Chongstai mountain village

It was a long ride. The road crossed three valleys, which implied getting over as many ridges. We crossed a river of milky glacier water coming down from a valley that I yearned to discover, but could only see through the eyes of imagination. We travelled across a hilly landscape with sparse farmhouses, yurts, cattle and horses. Finally, we arrived in sight of beautiful pine forests, of very tall cylindrical trees, and distant rocky mountains.

The village houses were made of trunks. No concrete was used save in the basement, the only innovative sign of modernity to replace what formerly was build with stones. Some houses had angular posts that the trunks forming the walls were slid down into. On the outside, mud plaster sealed the interstices. A high bridge crossed the stream. The toilets were just rudimentary outhouses scattered on the bank.

There was not much to do in Chongstai for the rest of the afternoon apart from give in to the sleepiness that had come over me. The distant rumble of thunder announced a transient downpour of rain that was followed by the appearance of sunshine. A bright rainbow formed in the sky.

Our landlady belonged to the only Uyghur family in an otherwise all-Kazak village. She ran the restaurant and entertainment venue, which was equipped with bafflers and three alcoves, probably designed to host the guests of honour in nuptial ceremonies. At night our friends joined us and we all put up in the same room.
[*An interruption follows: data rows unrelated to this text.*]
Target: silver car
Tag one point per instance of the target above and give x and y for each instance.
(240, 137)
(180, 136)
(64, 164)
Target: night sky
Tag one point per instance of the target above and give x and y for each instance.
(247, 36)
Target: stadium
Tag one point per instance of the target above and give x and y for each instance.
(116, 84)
Haotian and I set out in the morning to explore the countryside. The beautiful valley was scattered with Kazak farmhouses where often horses were reared. We bought some horse milk, and the lady said that if we kept shaking it for an hour, it would ferment and the gas would burst out when we opened the bottle. Its taste was funny at first: sour and slightly metallic, but I got to like it.

All the farm animals lived free in nature. The cows do not have swollen teats full of milk like stable-reared cattle. The mares only give a small quantity of milk, which explains its high price. But these are indeed ideal conditions for animal welfare and the genuineness of the product.

We walked as far as a secluded farm on a sloping field where two grandparents were looking after their little grandsons. The valley below forked into two branches, one leading up to the base of a mighty pyramidal mountain covered in snow. Again, I would have liked to continue my exploration, but it was wiser to start on the way back because the clouds were building up and there could be rain.

At night some people gathered in the restaurant for some weekend merrymaking and dancing to traditional music. There were also some tourists from Beijing. We joined in the dances and I was challenged by a boy who saw me as a worthy opponent for a break dance contest.

The next day we retraced our steps by the early bus, crossed the three valleys and got finally back to Takese. We immediately left for Yining, at the far end of Xinjiang. I had not realised before arriving there that I would be only 80 km from the international border and a staggering 700 km from Urumqi. It would take 11 hours to make it to the provincial capital the next day.

I was shocked at the distance that still lay between me and my train to Beijing. If by reserving a train ticket I had managed to partially cauterise the effect of uncertainty given by the fabulous distance to the capital (and my return flight), I still had a big unknown in an unexpectedly long journey to Urumqi.